While one might not think it, food has a massive impact on mental health, determining energy levels, and even mood. In today’s hectic world, we can often feel drawn to quick and easy meals, like pesto pasta and a frozen pizza as it’s an all-round winner and there are no complaints. But while these are often the fastest options, they very often leave one depleted and sluggish as they don’t provide much energy.
While everyone knows that a variety of nutritional foods is good for your body, some are unaware of the impact it has on your mental well-being. If we think of ourselves as a machine, it makes sense that the fuel we put into our body will have an impact on our brain as much as the rest.
The micronutrients in food are substances that allow the production of hormones and enzymes that allow for proper growth and development. Professor Julia Rucklidge, of the University of Canterbury, has analysed the effects of micronutrients on mental health. Her studies highlight that micronutrients are able to decrease the levels of ADHD, and can lead to the improvement of bipolar disorder in children.
How are diet and mental health linked?
Certain diets are clinically proven to aid in boosting one’s mental health with a Mediterranean-style diet reducing symptoms of depression. The combination of vegetables, garlic, olive oil, grains, and seafood provides one with not only energy but tastes amazing and has a high nutritional output.
On the other hand, some of our favourite foods have negative effects on the brain owing to releasing mood-altering chemicals or preventing the conversion of foods into brain supplements. These are caffeine, chocolate, and saturated fats which include butter and lard. While these might be everyone’s favourite food, it is probably better to limit them to boost mental health.
Eating with the Family
While you might not think it, carving out time to eat with your family can have psychological and biological benefits.
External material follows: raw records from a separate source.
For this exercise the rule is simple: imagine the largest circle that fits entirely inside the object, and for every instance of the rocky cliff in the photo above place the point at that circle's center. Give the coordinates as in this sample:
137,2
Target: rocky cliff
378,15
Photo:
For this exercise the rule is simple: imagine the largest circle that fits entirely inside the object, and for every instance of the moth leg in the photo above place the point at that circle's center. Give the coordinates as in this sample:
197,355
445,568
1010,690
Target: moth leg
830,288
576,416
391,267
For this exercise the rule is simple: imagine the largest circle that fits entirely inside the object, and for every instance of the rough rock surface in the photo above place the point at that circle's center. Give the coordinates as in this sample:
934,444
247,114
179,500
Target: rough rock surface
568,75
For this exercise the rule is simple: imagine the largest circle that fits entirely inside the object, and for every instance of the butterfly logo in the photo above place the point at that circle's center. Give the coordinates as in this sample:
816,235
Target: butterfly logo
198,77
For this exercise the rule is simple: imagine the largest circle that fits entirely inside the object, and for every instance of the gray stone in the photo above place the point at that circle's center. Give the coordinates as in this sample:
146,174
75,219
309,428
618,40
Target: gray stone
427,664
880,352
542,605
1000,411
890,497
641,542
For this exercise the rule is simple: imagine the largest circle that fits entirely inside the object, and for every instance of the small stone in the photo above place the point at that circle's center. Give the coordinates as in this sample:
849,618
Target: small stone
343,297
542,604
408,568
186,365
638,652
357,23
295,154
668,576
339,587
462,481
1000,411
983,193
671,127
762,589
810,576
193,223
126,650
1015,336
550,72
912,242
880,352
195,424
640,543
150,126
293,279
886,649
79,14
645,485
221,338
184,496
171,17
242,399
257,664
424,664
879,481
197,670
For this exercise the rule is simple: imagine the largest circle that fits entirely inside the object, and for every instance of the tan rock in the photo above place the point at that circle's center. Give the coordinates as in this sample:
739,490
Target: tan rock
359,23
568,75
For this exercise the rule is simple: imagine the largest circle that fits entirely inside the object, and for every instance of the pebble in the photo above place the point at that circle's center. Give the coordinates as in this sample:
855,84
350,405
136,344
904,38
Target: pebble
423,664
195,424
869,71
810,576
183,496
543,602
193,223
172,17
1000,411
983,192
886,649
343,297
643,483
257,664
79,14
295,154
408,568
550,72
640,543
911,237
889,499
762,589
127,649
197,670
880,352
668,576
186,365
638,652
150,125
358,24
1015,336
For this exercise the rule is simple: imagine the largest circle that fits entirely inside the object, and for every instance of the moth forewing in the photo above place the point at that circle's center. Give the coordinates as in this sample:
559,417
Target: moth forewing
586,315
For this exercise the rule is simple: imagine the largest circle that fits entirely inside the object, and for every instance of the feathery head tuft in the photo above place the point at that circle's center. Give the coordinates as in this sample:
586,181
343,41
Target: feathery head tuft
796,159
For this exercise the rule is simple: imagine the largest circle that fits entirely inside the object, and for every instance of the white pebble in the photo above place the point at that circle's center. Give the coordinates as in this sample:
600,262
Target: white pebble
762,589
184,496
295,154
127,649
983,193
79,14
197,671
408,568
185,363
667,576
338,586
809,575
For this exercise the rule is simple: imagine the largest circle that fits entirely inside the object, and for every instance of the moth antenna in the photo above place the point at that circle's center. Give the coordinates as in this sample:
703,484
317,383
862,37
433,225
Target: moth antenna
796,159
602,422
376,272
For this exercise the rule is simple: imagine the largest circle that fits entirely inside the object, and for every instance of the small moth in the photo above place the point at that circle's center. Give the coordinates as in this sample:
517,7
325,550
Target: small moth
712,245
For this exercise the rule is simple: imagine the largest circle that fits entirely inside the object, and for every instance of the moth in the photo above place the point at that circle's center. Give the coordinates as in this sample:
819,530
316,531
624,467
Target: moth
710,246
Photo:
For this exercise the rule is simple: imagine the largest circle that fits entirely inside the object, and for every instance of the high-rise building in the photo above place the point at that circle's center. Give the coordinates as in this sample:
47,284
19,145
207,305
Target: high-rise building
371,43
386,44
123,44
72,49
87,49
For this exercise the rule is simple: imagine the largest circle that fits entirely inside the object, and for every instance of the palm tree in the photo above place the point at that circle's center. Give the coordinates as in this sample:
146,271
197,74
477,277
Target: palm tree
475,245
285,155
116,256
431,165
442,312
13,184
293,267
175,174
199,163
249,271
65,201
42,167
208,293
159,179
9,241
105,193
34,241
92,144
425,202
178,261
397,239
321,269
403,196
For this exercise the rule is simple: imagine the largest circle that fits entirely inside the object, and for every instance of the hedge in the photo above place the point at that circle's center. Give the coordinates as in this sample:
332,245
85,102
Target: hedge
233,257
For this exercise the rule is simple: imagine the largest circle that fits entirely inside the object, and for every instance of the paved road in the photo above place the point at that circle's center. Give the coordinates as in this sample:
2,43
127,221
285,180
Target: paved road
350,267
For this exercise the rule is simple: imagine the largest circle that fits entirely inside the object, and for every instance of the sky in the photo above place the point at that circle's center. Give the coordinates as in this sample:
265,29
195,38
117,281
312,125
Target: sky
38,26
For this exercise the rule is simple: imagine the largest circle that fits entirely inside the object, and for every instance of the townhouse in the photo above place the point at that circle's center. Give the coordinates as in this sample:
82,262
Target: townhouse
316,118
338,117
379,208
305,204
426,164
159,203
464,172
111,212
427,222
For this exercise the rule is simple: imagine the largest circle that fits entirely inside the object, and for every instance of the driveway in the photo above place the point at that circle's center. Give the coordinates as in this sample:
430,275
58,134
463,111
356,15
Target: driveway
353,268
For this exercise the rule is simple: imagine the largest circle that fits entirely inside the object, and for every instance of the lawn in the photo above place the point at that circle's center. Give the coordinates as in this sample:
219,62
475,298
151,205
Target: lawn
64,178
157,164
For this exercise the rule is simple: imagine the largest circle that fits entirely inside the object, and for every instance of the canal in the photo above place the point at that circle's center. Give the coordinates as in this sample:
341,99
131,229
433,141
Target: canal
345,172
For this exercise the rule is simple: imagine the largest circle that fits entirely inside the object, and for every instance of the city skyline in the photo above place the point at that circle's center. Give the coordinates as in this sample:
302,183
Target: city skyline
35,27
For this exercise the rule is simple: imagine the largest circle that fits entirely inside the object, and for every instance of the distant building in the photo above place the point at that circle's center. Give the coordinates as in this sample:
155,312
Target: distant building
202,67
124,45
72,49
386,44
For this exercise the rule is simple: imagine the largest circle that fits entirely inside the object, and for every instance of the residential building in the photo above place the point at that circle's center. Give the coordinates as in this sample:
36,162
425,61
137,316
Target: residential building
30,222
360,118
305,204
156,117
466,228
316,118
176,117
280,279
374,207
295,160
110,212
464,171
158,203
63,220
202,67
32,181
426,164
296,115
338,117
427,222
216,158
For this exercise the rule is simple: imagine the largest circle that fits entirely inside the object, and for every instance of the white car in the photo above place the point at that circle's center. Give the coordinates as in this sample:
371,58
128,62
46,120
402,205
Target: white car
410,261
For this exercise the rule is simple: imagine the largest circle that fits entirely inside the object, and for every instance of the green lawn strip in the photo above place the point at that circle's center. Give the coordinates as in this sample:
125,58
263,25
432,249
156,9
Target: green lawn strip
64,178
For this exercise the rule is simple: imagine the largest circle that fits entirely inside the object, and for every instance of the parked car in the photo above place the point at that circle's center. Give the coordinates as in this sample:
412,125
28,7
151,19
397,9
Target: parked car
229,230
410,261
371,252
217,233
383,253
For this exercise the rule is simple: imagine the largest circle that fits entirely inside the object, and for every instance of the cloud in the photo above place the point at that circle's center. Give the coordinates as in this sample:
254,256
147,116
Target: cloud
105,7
It can provide a sense of rhythm and consistency in today’s hectic world, allowing us to feel connected. Make sure that you don’t eat standing up, as sitting in an upright chair will aid digestion, and the act of talking and listening slows down eating. Try to avoid a TV dinner, so you can talk and listen, which will boost your human instinct for social interaction.
Choose a nutritional meal that is easy to make and doesn’t feel like a chore. If you get your little kids to cook along with you, then they might try foods that they otherwise wouldn’t have eaten, such as courgette.